A self-described “just about full-time grandparent” to three grandchildren, bestselling Mississippi author John Grisham is a few months shy of his 70th birthday – some facts that belie his packed calendar this month.
The author of fifty consecutive #1 bestsellers translated into some 50 languages, Grisham’s latest novel “Camino Ghosts” was released this summer. The recent Grisham works “The Exchange: After The Firm” updated the journey of “The Firm’s” Mitch McDeere and the third Jake Brigance novel “A Time for Mercy” is being developed as a limited HBO series.
For the first time since his groundbreaking 2006 non-fiction book “The Innocent Man: Murder and Injustice in A Small Town,” Grisham has collaborated with Jim McCloskey to produce a new non-fiction book that builds on the theme of wrongful convictions. The book, entitled “Framed: Astonishing True Stories of Wrongful Convictions” was set to release Oct. 15.
Grisham for many years has been passionate about what he sees as deep, systemic flaws in the criminal justice system particularly as it relates to wrongful convictions and the death penalty. “The Innocent Man” gave rise to a powerful six-part Netflix documentary series on wrongful convictions.
The author, known for his work and support of Christian missions in South America through the Southern Baptist International Missions Board, is also a board member of The Innocence Project and McCloskey’s Centurion Ministries, the first national organization dedicated to freeing innocent people who the organization believes have been wrongly convicted.
Grisham’s new non-fiction book releases against the backdrop of another high-profile Mississippi death penalty case. Earlier this month, the case of Richard Gerald Jordan, 78, the state’s longest-serving Death Row inmate, drew national headlines.
Jordan, convicted of the 1976 kidnapping and murder of Edwina Marter of Gulfport, a banker’s wife. Jordan and his attorneys have made multiple federal and state appeals, but the most recent arguments have centered on a 2017 U.S. Supreme Court ruling on the use of independent mental health expert testimony.
Mississippi Attorney General Lynn Fitch has asked the court to set an execution date for Jordan. Fitch’s office has argued that Jordan’s federal and state legal remedies “have been exhausted.”
If Grisham’s own publishing and advocacy interests aren’t enough to keep him busy, Grisham is scheduled this week to moderate a tour appearance by former First Lady and former U.S. Secretary of State Hillary Clinton in Durham, North Carolina. Clinton’s latest book, “Something Lost, Something Gained: Reflections of Life, Love and Liberty” was released last month.

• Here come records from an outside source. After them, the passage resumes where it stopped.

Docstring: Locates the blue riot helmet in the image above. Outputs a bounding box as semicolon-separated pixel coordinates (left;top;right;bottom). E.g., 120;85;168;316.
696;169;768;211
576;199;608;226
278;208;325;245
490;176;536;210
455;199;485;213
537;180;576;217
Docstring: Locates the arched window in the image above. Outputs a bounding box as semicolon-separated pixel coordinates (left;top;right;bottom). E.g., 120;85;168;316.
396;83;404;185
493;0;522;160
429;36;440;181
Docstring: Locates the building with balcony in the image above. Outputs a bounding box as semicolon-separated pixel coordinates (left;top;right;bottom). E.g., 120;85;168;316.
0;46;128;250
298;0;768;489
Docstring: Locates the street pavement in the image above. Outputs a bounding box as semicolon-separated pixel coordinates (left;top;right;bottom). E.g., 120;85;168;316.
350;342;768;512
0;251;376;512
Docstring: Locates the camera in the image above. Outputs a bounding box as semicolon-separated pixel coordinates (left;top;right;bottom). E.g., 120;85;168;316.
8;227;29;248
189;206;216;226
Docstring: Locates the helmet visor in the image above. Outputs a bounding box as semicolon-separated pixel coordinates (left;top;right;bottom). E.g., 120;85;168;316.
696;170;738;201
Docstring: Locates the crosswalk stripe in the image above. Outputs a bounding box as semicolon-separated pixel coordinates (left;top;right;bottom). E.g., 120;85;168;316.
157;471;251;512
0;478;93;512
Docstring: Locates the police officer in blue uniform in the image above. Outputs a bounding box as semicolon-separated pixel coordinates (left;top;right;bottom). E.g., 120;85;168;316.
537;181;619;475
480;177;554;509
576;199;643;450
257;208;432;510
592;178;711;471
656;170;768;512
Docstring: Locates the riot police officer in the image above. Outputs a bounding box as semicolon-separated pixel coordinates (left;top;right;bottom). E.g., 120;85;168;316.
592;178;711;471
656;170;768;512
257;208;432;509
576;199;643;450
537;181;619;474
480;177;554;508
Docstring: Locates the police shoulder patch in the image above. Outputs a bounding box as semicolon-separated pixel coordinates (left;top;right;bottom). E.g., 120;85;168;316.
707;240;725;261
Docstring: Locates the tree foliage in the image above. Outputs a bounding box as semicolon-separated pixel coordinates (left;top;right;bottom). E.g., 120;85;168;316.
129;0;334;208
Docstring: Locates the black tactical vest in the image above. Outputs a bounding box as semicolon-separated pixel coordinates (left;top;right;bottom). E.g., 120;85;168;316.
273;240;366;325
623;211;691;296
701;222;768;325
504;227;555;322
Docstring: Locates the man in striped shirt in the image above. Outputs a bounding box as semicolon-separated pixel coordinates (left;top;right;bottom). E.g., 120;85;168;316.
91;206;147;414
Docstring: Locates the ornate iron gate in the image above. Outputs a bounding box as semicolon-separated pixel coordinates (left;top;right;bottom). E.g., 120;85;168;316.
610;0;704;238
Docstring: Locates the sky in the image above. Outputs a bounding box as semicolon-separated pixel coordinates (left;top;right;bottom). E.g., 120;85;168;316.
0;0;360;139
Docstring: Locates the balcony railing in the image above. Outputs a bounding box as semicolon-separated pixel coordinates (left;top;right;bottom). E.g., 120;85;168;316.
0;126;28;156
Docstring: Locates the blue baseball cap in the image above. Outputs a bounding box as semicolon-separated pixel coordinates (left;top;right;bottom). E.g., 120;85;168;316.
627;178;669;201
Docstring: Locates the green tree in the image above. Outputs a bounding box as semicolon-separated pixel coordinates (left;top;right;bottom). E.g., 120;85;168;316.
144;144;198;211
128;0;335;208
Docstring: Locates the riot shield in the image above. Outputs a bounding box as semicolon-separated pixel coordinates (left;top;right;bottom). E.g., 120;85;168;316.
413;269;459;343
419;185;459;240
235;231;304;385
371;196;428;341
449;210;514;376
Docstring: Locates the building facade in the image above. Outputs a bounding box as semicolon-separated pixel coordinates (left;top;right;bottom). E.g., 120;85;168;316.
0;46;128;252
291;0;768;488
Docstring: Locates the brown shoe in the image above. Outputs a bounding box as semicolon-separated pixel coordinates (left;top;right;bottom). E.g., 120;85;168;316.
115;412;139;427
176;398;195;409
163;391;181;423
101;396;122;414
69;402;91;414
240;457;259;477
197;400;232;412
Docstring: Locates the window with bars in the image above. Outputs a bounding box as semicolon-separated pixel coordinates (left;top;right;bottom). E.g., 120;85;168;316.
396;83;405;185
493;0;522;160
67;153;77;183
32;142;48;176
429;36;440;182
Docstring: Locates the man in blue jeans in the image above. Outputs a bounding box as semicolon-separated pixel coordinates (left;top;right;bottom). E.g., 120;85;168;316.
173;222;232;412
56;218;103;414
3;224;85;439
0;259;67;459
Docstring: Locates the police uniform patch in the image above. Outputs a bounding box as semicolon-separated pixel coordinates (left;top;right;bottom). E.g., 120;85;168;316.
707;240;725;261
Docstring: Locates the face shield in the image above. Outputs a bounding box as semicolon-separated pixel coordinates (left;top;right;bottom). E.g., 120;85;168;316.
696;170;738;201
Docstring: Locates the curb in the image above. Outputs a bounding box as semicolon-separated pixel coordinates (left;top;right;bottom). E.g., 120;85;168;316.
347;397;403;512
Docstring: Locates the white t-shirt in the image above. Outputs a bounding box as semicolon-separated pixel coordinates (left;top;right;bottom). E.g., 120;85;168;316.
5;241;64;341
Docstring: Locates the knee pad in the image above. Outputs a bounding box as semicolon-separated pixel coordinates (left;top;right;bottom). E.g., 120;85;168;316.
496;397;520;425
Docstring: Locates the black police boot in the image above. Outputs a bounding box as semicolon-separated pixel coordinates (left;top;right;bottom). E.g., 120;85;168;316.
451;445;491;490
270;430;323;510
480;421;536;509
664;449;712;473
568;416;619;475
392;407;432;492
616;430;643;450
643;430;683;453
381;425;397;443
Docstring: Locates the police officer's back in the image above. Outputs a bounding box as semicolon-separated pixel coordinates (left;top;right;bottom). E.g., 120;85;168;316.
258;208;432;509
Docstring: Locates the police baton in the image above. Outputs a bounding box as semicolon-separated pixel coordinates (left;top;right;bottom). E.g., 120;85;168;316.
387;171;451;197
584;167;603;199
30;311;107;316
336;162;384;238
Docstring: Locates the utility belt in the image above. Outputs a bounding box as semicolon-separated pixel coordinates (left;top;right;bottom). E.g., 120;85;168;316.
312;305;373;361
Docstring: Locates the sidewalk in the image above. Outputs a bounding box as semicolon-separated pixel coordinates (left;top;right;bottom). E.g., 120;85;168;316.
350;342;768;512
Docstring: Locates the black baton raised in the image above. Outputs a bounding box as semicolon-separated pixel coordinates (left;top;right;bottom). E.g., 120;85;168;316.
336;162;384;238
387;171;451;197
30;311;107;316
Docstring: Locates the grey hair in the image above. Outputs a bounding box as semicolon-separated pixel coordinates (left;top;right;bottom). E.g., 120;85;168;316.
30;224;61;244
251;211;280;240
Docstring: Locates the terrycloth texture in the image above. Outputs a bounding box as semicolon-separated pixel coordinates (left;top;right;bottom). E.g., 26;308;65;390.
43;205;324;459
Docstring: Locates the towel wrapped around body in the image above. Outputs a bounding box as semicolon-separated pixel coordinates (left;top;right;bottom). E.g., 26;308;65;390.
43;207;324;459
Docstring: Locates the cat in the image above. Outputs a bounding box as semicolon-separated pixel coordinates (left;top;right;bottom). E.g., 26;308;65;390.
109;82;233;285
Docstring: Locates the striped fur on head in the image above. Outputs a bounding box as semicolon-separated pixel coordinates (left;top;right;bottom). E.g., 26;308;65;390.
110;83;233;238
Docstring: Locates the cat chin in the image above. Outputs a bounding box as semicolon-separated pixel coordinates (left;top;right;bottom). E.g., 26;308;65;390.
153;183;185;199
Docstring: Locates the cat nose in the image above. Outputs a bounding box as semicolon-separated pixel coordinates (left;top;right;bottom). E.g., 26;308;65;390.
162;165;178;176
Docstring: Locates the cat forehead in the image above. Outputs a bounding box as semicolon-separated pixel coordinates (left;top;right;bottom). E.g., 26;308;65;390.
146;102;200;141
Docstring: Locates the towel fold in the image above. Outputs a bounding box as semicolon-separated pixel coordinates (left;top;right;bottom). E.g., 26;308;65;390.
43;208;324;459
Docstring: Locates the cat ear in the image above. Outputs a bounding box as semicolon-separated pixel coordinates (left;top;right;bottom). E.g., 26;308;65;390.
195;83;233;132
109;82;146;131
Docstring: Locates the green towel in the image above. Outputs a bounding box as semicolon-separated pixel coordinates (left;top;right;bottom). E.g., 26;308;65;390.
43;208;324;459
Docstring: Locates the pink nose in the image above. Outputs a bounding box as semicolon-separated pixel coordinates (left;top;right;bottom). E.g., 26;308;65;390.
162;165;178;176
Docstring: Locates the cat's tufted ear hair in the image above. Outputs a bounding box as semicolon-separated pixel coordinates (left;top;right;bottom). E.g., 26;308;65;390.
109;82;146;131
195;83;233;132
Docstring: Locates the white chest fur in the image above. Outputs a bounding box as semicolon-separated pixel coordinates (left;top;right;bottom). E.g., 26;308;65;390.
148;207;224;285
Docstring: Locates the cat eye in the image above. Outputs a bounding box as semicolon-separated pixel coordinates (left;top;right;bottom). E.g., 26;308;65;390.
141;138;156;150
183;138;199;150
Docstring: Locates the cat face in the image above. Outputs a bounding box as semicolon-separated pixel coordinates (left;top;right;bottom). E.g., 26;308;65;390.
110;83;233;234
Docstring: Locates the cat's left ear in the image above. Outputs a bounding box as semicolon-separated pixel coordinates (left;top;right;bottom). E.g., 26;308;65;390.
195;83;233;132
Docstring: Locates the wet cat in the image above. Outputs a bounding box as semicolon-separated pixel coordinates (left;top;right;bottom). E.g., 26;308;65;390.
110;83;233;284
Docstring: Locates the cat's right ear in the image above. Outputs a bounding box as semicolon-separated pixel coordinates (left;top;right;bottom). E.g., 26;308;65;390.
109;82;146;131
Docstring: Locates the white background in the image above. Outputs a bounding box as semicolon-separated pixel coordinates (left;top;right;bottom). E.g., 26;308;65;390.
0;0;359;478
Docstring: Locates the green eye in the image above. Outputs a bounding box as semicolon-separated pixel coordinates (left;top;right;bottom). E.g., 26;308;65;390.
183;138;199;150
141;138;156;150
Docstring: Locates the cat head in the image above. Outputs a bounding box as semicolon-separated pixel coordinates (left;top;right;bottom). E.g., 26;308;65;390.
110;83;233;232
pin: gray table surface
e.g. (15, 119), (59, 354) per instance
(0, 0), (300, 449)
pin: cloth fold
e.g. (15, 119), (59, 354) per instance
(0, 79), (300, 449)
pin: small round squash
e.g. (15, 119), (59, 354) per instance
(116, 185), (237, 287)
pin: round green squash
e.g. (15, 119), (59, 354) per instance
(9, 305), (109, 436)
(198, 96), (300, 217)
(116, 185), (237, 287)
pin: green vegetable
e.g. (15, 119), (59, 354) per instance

After four decades in public life, Grisham is famous enough, wealthy enough and secure in his own skin enough to choose his friends, his causes and the investment of his time in things and people in which be believes and share commonality. He has made an art form of not being pulled into other people’s drama – that despite having no fear of speaking his mind on matters of public policy and the law.
He remains a disciplined, workaday writer. He’s never talked about awaiting the arrival of mystic inspiration or a “muse.” He does talk about getting up early, putting in the time writing, and hitting deadlines.
Grisham told interviewer Christina Ianzito recently: “I get into the habit of getting up early and going to the computer around 7 or 7:30. In my little writing room, there are no phones, no fax, no internet, no music, no disturbances – nothing but the same brand of strong coffee, the same coffee cup. I sit there for several hours, just in another world. After 35 years, I still treasure those moments. But after four or five hours, I’ve got to have a break. My mind is kind of muck.”
I look forward to reading Grisham’s second major work of non-fiction. The nation’s criminal justice system, for good or ill, drives a great deal of the political division and public mistrust in our divided nation. I’m glad people of goodwill with a strong moral compass – like Grisham – are talking about these issues in the public square.